In a recent interview on CNBC, Shake Shack founder and CEO of Union Square Hospitality Group, Danny Meyer, revealed his secret to hiring the best service professionals.
What matters most is that the job candidate has what Meyer calls “the hospitality gene.” Are they capable–with the right training–of providing exceptional service? “Nobody ever got hired at Shake Shack because they could tell us how many great milk shakes they’ve made in their career. They get hired for who they are,” says Meyer.
Creating a culture of service is so critical to the success of the Shake Shack model, Meyer says it took five years to open a second store (today there are 136 Shake Shacks around the world). “You can only grow as fast as you can grow people,” he says. In other words, Meyer only expands a brand when he’s certain he can keep the culture in tact.
In his customer service book Setting the Table, Meyer writes, “Business, like life, is all about how you make people feel. It’s that simple, and it’s that hard.”
Meyer says training for emotional skills is next to impossible. The trick trick to hiring customer service champions who deliver superior hospitality is to hire genuine, happy, optimistic people. According to Meyer, the hospitality gene can be spotted in people who exude:
Optimistic warmth (genuine kindness), an insatiable curiosity to learn, a strong work ethic, and empathy toward people’s feelings.
The Apple Store ‘Hires for Smiles’
Meyer’s approach reminds me of another brand’s hiring model–Apple. When I was conducting my research for the first book on the Apple Retail store model, Apple managers told me they “hires for smiles.”
The ideal Apple Store employee knows a little about computers and a lot about people. One Apple hiring manager told me he would prefer to hire a teacher who doesn’t know computers over a computer expert who can’t teach.
Apple doesn’t hire for technical knowledge; it hires for personality. Anyone can learn to talk about an iPad, but if they don’t have the hospitality gene, it doesn’t matter.
A few years after my Apple book was published, I was having a conversation with George Blankenship, the head of retail at Tesla. In his previous job, Blankenship sat a few doors down from Steve Jobs and helped to build the first 100 Apple stores.
Blankenship echoed the Apple approach to hiring word-for-word (he just replaced “computer” with “car”): “Carmine, I don’t hire former car dealers. I’d rather hire a teacher who has never sold cars over a car salesman who knows cars, but can’t teach.”
Apple, Danny Meyer’s restaurants, and yes, Tesla, are customer service champions because they focus on hiring for personality.
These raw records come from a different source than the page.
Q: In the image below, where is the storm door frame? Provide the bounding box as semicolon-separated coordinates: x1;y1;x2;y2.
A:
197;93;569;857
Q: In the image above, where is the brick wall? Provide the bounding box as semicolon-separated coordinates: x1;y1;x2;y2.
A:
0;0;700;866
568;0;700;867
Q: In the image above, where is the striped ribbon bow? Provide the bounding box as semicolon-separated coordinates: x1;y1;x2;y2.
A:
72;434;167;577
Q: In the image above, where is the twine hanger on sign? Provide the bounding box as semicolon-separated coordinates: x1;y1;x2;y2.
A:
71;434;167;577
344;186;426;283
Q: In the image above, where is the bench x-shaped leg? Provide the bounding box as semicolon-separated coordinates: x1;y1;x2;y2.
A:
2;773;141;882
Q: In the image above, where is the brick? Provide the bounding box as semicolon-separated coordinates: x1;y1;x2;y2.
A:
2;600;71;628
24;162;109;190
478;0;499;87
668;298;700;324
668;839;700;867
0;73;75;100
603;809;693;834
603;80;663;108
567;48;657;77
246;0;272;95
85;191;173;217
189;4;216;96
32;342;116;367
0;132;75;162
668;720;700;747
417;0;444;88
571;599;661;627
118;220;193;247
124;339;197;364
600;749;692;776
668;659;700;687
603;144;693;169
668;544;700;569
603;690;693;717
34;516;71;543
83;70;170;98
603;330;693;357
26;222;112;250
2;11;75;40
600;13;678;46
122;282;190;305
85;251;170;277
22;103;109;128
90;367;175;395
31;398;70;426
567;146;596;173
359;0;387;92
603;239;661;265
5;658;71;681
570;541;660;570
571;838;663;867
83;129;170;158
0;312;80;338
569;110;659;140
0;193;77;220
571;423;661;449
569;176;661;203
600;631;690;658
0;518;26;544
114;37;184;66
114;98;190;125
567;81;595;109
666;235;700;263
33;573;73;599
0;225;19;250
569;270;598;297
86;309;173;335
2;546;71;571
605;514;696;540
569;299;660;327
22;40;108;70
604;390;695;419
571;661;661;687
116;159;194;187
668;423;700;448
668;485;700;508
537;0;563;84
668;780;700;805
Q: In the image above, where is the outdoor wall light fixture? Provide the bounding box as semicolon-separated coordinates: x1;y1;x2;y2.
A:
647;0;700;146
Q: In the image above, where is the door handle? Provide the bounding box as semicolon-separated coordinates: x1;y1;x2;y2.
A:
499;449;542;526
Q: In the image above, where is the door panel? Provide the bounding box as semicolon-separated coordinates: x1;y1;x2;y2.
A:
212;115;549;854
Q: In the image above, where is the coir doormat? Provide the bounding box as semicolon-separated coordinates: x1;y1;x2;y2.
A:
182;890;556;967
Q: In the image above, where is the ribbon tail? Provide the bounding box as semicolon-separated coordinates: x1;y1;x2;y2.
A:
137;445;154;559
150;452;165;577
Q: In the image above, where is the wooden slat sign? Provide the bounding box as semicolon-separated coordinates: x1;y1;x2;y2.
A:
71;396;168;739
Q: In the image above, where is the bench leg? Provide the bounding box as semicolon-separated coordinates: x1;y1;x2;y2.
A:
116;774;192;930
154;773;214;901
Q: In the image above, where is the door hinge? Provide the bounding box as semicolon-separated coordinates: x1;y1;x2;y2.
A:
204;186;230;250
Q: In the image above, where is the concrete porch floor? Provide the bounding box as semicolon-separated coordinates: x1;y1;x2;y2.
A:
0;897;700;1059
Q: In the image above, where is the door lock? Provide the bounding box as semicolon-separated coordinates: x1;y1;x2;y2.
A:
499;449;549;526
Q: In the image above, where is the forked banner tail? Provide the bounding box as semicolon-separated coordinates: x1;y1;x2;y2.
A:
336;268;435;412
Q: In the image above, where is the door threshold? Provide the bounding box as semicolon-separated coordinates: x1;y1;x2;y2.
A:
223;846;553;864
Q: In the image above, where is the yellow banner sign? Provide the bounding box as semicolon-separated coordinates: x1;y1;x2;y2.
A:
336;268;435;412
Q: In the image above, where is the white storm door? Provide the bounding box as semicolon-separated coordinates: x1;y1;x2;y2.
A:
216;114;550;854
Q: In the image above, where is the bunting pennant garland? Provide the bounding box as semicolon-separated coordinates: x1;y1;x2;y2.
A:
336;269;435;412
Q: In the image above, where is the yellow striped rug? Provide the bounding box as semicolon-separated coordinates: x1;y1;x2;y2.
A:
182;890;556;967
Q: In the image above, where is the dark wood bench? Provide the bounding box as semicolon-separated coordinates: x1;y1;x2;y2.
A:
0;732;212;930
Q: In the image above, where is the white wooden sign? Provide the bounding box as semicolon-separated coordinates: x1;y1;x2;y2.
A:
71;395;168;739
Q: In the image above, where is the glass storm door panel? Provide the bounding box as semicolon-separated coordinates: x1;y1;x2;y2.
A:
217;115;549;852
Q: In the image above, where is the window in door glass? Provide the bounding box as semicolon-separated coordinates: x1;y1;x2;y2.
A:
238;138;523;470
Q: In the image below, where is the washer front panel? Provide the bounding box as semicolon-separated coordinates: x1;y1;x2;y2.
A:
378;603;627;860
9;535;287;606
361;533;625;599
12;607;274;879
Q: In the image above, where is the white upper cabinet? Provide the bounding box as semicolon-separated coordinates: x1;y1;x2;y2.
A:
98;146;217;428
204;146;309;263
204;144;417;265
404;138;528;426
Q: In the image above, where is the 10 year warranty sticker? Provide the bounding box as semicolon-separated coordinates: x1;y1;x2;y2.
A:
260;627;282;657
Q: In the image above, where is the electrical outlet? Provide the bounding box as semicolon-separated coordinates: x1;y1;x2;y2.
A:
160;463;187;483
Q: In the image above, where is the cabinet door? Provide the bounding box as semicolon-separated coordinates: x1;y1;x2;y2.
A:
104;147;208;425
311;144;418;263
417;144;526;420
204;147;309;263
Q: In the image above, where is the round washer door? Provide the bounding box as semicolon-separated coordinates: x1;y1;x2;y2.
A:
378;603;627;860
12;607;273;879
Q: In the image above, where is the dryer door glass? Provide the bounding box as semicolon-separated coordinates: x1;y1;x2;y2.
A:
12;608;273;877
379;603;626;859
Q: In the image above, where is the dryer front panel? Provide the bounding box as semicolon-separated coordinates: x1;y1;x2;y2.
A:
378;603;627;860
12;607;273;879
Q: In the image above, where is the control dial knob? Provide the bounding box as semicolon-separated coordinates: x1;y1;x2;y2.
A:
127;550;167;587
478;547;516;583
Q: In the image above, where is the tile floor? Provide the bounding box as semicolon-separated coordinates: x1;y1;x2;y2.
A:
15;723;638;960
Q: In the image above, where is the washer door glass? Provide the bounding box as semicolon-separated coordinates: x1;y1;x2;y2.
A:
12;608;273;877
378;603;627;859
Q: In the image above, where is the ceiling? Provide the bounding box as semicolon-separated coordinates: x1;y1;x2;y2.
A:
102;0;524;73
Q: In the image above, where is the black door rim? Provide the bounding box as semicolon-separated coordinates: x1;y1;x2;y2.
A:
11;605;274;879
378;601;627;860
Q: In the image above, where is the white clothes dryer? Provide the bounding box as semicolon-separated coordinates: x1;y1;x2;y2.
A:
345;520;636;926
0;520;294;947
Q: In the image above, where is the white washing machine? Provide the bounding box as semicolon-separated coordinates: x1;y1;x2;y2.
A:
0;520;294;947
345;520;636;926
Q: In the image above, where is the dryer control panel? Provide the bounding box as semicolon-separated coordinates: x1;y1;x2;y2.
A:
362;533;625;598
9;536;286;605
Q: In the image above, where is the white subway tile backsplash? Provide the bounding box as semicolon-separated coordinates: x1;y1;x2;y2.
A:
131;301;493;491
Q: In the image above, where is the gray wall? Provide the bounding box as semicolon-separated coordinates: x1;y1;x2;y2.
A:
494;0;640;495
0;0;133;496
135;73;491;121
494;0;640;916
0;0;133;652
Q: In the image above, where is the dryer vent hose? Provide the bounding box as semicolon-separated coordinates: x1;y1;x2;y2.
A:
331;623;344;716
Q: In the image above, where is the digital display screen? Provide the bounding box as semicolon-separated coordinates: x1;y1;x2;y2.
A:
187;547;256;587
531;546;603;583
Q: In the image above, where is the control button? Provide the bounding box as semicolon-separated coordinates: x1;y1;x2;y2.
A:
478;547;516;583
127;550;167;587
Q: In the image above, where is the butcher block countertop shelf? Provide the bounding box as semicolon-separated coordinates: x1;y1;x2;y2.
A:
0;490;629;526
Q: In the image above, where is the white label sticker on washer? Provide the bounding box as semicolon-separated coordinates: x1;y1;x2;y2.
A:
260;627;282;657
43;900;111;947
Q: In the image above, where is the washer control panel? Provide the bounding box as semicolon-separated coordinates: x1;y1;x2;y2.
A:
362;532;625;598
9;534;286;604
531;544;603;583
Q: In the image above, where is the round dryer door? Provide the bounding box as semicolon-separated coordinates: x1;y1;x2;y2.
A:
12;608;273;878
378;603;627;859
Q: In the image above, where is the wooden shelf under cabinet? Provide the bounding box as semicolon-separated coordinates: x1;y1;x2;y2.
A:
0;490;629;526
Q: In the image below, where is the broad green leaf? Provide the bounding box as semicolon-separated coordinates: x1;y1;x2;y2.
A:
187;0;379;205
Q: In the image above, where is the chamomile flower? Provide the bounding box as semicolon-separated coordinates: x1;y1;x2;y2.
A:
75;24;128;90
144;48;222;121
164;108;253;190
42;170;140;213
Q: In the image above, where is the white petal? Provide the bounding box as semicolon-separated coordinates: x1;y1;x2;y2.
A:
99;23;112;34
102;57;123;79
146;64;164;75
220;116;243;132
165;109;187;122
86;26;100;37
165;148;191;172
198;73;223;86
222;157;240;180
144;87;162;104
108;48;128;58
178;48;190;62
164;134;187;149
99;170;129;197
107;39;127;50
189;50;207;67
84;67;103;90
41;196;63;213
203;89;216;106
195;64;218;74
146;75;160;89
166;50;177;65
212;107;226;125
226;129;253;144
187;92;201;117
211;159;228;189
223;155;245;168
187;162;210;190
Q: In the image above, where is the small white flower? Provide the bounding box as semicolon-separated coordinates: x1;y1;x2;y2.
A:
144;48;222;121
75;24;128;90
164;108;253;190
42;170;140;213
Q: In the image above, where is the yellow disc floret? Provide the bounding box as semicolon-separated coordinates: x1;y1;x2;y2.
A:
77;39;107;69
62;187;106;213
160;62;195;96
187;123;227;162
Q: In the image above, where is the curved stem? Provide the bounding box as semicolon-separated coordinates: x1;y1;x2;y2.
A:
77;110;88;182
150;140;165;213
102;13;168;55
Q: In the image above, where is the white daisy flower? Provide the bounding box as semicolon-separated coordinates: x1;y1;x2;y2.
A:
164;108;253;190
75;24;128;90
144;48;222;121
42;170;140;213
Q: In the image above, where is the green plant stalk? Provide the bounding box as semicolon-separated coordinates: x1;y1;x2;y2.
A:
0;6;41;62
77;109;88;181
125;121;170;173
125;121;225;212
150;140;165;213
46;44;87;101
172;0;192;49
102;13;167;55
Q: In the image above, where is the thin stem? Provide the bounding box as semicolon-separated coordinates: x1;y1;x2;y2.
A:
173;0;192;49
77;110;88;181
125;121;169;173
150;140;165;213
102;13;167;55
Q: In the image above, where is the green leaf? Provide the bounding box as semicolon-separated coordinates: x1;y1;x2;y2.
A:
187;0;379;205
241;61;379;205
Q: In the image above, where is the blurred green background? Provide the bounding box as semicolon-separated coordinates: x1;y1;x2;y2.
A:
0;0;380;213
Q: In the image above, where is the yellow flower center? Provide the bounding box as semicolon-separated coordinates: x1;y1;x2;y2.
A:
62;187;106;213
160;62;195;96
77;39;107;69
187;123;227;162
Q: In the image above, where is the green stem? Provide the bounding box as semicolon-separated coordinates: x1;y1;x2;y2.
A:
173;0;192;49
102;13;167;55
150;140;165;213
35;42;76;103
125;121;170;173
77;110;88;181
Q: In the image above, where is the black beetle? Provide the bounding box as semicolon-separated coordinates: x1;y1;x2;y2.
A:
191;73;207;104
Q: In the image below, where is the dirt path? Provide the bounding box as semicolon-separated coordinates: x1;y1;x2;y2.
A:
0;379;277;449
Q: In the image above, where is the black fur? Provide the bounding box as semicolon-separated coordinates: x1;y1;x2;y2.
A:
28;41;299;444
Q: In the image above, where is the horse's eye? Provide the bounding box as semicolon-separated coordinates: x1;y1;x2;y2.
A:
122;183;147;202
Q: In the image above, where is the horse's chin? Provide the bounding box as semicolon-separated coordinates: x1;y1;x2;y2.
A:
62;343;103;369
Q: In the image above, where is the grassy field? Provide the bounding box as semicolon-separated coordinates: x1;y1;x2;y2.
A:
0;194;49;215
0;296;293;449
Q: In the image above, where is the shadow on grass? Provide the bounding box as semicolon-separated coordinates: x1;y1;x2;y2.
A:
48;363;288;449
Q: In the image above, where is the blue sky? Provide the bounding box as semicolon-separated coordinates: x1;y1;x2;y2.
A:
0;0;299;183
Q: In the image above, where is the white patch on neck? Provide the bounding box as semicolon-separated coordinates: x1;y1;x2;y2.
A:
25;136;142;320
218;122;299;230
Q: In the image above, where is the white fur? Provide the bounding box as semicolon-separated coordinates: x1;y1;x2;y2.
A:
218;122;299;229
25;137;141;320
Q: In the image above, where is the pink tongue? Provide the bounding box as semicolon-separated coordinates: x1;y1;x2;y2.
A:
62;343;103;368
Just as Apple hires people who are passionate about its products (and sharing those products with others), Meyer hires people who take joy in customer service and who want to share their enthusiasm with their customers.
Meyer is so convinced that hiring for culture fit is critical, he started a private-equity fund earlier this year called Enlightened Hospitality Investments. It only invests in companies that show a strong culture and a commitment to its employees. For Meyer, employees come first and customers are second–a recipe where everyone wins.